In a document published in April, the CEOs of MTN South Africa, Vodacom Group and Cell C – Mteto Nyati, Shameel Joosub and Jose Dos Santos – expressed their fears that government intended licensing the spectrum outside an auction process to a new wholesale network consortium, with open-access obligations such as accounting separation, cost-based pricing and active infrastructure sharing imposed on all operators.
But Ngcaba — who has in the past voiced his support for open-access principles to be used in licensing 4G spectrum — said it was wrong for Icasa simply to disregard government and push ahead with the auction.
He said it must work with government, not against it, to seek consensus for the sake of the industry’s development. “They cannot pronounce on regulations without policy.”

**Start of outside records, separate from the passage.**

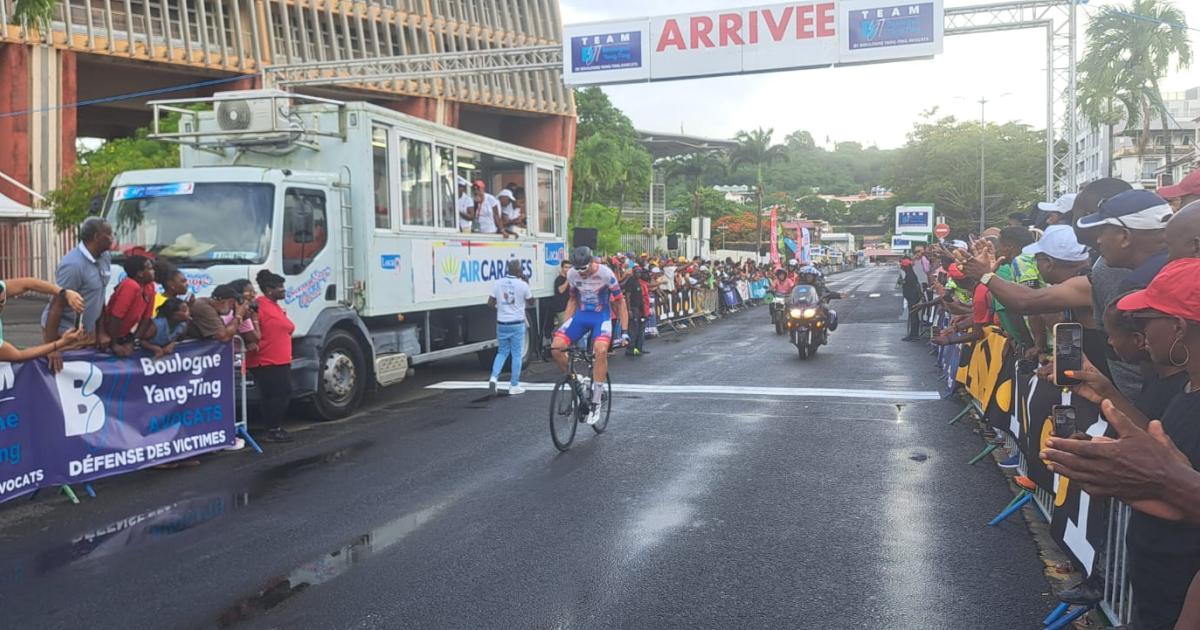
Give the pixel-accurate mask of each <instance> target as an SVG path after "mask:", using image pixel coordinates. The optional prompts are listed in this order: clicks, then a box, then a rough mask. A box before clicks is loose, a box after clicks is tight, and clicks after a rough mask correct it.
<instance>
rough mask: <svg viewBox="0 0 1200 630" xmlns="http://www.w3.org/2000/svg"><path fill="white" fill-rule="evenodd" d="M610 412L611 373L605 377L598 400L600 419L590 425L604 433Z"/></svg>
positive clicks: (610, 395) (607, 424) (611, 410)
mask: <svg viewBox="0 0 1200 630" xmlns="http://www.w3.org/2000/svg"><path fill="white" fill-rule="evenodd" d="M610 414H612V374H607V376H606V377H605V383H604V396H602V397H601V400H600V420H598V421H596V424H594V425H592V430H593V431H595V432H596V433H604V431H605V430H606V428H608V415H610Z"/></svg>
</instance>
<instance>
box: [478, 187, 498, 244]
mask: <svg viewBox="0 0 1200 630" xmlns="http://www.w3.org/2000/svg"><path fill="white" fill-rule="evenodd" d="M474 200H475V216H476V217H478V218H479V232H480V233H481V234H496V233H497V232H499V230H500V224H502V223H500V200H499V199H497V198H496V197H494V196H493V194H491V193H490V192H487V186H486V185H485V184H484V180H481V179H480V180H475V197H474Z"/></svg>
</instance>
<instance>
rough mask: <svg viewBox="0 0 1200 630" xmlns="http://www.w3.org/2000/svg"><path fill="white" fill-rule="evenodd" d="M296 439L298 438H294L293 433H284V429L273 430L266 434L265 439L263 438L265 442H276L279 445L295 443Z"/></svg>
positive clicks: (280, 428) (275, 429) (266, 432)
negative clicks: (292, 433)
mask: <svg viewBox="0 0 1200 630" xmlns="http://www.w3.org/2000/svg"><path fill="white" fill-rule="evenodd" d="M295 439H296V438H294V437H292V433H288V432H287V431H284V430H282V428H272V430H270V431H268V432H266V436H265V437H263V440H264V442H274V443H277V444H282V443H287V442H295Z"/></svg>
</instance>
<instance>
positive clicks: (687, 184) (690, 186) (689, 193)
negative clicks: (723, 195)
mask: <svg viewBox="0 0 1200 630" xmlns="http://www.w3.org/2000/svg"><path fill="white" fill-rule="evenodd" d="M659 164H660V167H661V168H662V173H664V176H665V178H666V181H667V184H670V182H671V181H672V180H676V181H682V182H683V184H684V186H685V190H686V191H688V196H689V197H690V202H691V203H690V204H689V208H690V210H691V212H690V216H702V214H701V202H702V199H703V197H704V194H706V193H712V194H715V196H716V197H719V198H720V199H721V200H724V199H725V197H724V196H722V194H720V193H718V192H716V191H714V190H712V188H710V187H709V186H710V184H712V182H714V181H715V180H716V179H718V178H721V176H724V175H725V174H726V173H727V167H726V164H725V162H724V161H722V160H721V156H720V155H719V154H716V152H714V151H696V152H692V154H686V155H680V156H677V157H668V158H665V160H661V161H660V162H659Z"/></svg>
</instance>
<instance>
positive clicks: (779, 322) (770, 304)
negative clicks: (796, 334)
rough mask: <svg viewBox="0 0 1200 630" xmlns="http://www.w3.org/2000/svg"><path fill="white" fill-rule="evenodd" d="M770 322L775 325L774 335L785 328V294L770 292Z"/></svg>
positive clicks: (786, 302) (786, 309)
mask: <svg viewBox="0 0 1200 630" xmlns="http://www.w3.org/2000/svg"><path fill="white" fill-rule="evenodd" d="M770 323H772V324H773V325H774V326H775V334H776V335H782V334H784V331H785V330H787V296H785V295H776V294H774V293H773V294H770Z"/></svg>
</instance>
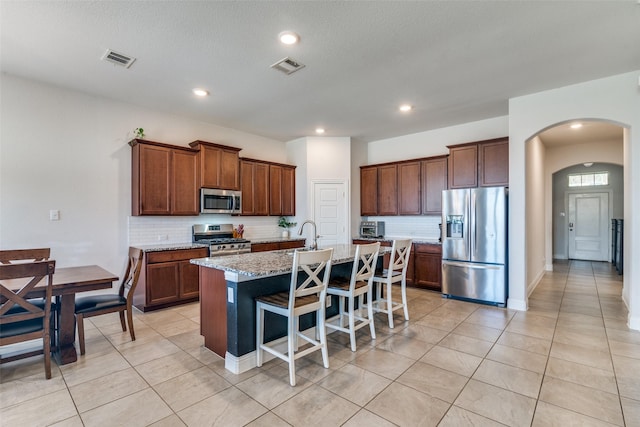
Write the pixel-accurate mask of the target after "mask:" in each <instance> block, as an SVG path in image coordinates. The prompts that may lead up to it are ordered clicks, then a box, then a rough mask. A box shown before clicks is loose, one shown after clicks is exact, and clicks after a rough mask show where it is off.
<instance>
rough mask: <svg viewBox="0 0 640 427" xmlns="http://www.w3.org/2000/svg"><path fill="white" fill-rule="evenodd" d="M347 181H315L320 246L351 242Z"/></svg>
mask: <svg viewBox="0 0 640 427" xmlns="http://www.w3.org/2000/svg"><path fill="white" fill-rule="evenodd" d="M346 198H347V194H346V183H344V182H326V181H325V182H313V218H314V221H315V223H316V225H317V227H318V234H319V235H320V237H319V238H318V246H319V247H327V246H331V245H335V244H346V243H350V239H349V236H348V230H347V203H346Z"/></svg>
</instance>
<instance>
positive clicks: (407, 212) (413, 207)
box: [397, 161, 421, 215]
mask: <svg viewBox="0 0 640 427" xmlns="http://www.w3.org/2000/svg"><path fill="white" fill-rule="evenodd" d="M397 192H398V214H400V215H420V213H421V206H420V205H421V194H420V193H421V191H420V162H419V161H415V162H408V163H399V164H398V191H397Z"/></svg>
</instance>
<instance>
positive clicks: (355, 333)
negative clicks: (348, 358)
mask: <svg viewBox="0 0 640 427" xmlns="http://www.w3.org/2000/svg"><path fill="white" fill-rule="evenodd" d="M379 252H380V242H376V243H371V244H368V245H358V246H356V253H355V256H354V258H353V268H352V269H351V278H349V279H332V280H330V281H329V287H328V288H327V294H329V295H337V296H338V298H339V303H338V308H339V314H338V318H337V319H335V321H331V322H327V323H326V326H327V328H330V329H335V330H337V331H341V332H346V333H348V334H349V340H350V342H351V351H356V331H357V330H358V329H360V328H362V327H364V326H367V325H369V329H370V331H371V339H376V330H375V326H374V323H375V322H374V320H373V304H370V303H369V302H370V301H372V300H373V292H372V289H373V285H372V284H373V274H374V273H375V269H376V263H377V262H378V253H379ZM365 294H366V295H367V302H368V304H367V311H368V316H367V317H366V318H365V317H362V306H363V300H362V296H363V295H365ZM356 298H357V299H358V312H357V313H356V310H355V300H356ZM345 318H346V319H347V325H346V326H345V324H344V321H345ZM356 321H357V322H358V323H357V324H356Z"/></svg>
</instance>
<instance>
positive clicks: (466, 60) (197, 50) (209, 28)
mask: <svg viewBox="0 0 640 427" xmlns="http://www.w3.org/2000/svg"><path fill="white" fill-rule="evenodd" d="M0 25H1V27H2V29H1V39H0V42H1V45H0V49H1V50H0V52H1V64H0V65H1V70H2V71H3V72H6V73H11V74H14V75H18V76H23V77H26V78H30V79H35V80H39V81H43V82H48V83H51V84H54V85H58V86H62V87H67V88H70V89H75V90H79V91H82V92H86V93H89V94H95V95H99V96H104V97H108V98H112V99H116V100H122V101H125V102H130V103H134V104H138V105H141V106H146V107H150V108H153V109H161V110H163V111H167V112H172V113H175V114H179V115H183V116H188V117H191V118H194V119H197V120H202V121H205V122H210V123H214V124H218V125H221V126H226V127H231V128H235V129H240V130H244V131H247V132H251V133H254V134H258V135H263V136H266V137H270V138H274V139H277V140H281V141H288V140H292V139H295V138H298V137H302V136H309V135H313V132H314V129H315V128H316V127H318V126H322V127H325V128H326V129H327V133H326V135H328V136H351V137H354V138H356V139H359V140H363V141H372V140H378V139H383V138H388V137H393V136H399V135H405V134H410V133H415V132H421V131H425V130H429V129H435V128H440V127H444V126H450V125H454V124H460V123H466V122H471V121H476V120H482V119H486V118H490V117H496V116H502V115H506V114H508V99H509V98H511V97H516V96H520V95H525V94H530V93H535V92H539V91H543V90H547V89H553V88H557V87H561V86H565V85H568V84H573V83H578V82H582V81H587V80H592V79H596V78H600V77H606V76H610V75H614V74H620V73H624V72H629V71H633V70H637V69H640V43H639V42H640V4H638V2H637V1H636V0H627V1H511V2H506V1H412V2H408V1H375V2H354V1H350V2H343V1H339V2H337V1H279V2H273V1H163V2H160V1H155V2H154V1H151V2H148V1H117V2H116V1H44V2H39V1H22V0H21V1H7V0H2V1H0ZM283 30H292V31H295V32H297V33H298V34H300V36H301V42H300V43H299V44H298V45H295V46H284V45H282V44H280V43H279V42H278V40H277V35H278V33H280V32H281V31H283ZM106 49H113V50H115V51H118V52H121V53H124V54H127V55H131V56H134V57H136V58H137V60H136V62H135V63H134V64H133V65H132V66H131V68H129V69H125V68H122V67H117V66H114V65H112V64H110V63H107V62H104V61H101V60H100V58H101V57H102V55H103V54H104V52H105V51H106ZM286 56H290V57H292V58H293V59H295V60H296V61H299V62H301V63H303V64H305V65H306V67H305V68H304V69H302V70H300V71H298V72H297V73H295V74H292V75H289V76H287V75H285V74H282V73H280V72H278V71H275V70H273V69H271V68H270V65H271V64H273V63H275V62H276V61H278V60H280V59H282V58H284V57H286ZM194 87H202V88H205V89H207V90H208V91H209V92H210V96H209V97H207V98H205V99H196V97H195V96H194V95H193V94H192V93H191V89H192V88H194ZM400 103H410V104H412V105H414V106H415V110H414V111H413V112H411V113H409V114H401V113H399V112H398V110H397V108H398V105H399V104H400ZM141 126H144V124H141Z"/></svg>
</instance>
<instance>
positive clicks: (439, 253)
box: [413, 243, 442, 292]
mask: <svg viewBox="0 0 640 427" xmlns="http://www.w3.org/2000/svg"><path fill="white" fill-rule="evenodd" d="M413 248H414V263H415V271H414V278H413V284H414V286H417V287H420V288H427V289H431V290H434V291H438V292H441V291H442V246H441V245H436V244H425V243H416V244H414V245H413Z"/></svg>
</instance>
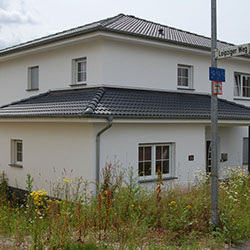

Policy making and regulation should be done a cooperative environment
Icasa and government must sit down and talk to each other in a constructive manner, Ngcaba said. If necessary, such meetings should be brokered by a senior, independent figure.
“Policy making and regulation should be done a cooperative environment. There is no way the courts can draw a line. That would be setting a precedent that we don’t need as a market and as a country.”
Ngcaba warned that if Icasa pushed ahead regardless, it would create a “predatory spectrum environment” and could ultimately lead to “spectrum wars”. This would disadvantage end users, who would pay more for telecoms services.
He also slammed the 2014 decision by President Jacob Zuma to split the department of communications in two, creating a new communications department and a separate department of telecoms & postal services. “It was a huge mistake and is going to cost the industry a lot” in the era of convergence of technologies, he said.
One of the problems the split created was one of accountability. The conflict between Icasa and Cwele over spectrum was a consequence of that, he said. “The sooner the splitting of the department is reversed, the better.”